Nous avons, en ce sens, considérablement enrichi le texte initial du Gouvernement, puisque le nombre d’articles a quasiment doublé, passant de quarante et un à soixante-dix-neuf dans le projet adopté par notre assemblée. Ce doublement tient au moins à trois raisons.
En premier lieu, il nous a semblé préférable d’approfondir la loi relative à l’organisation administrative de Paris, Marseille, Lyon et des établissements publics de coopération intercommunale – loi PML ou PLM – portée par Gaston Defferre en 1982 plutôt que d’introduire des dispositions particulières pour la seule ville de Paris. Notre commission des lois a ainsi étendu les mesures qui pouvaient l’être à Marseille et à Lyon pour garantir la cohérence du droit applicable aux trois plus grandes villes françaises.

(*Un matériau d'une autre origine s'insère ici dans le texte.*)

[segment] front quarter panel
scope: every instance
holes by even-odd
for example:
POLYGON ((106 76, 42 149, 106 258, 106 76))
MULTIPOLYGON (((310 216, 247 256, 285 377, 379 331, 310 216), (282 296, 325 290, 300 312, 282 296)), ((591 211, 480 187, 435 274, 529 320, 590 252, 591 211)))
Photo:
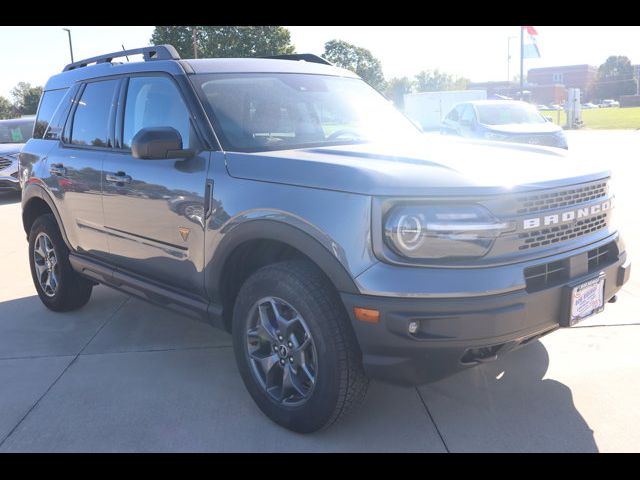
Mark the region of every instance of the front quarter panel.
MULTIPOLYGON (((371 197, 233 178, 222 153, 214 153, 210 169, 214 193, 205 240, 209 283, 226 258, 229 247, 225 244, 235 244, 235 232, 243 230, 239 227, 254 222, 268 221, 271 232, 274 225, 282 225, 283 231, 302 232, 309 244, 320 244, 351 279, 377 263, 370 247, 371 197)), ((259 238, 260 234, 255 235, 259 238)))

Deuxièmement, nous avons souhaité aborder les principales problématiques auxquelles est confrontée l’agglomération francilienne, devenue un acteur indissociable de la dynamique parisienne et de la dynamique nationale. Nous avons ainsi adopté des mesures spécifiques relatives à l’organisation des transports et à l’accès au logement, qui constituent deux enjeux décisifs pour l’avenir de notre agglomération.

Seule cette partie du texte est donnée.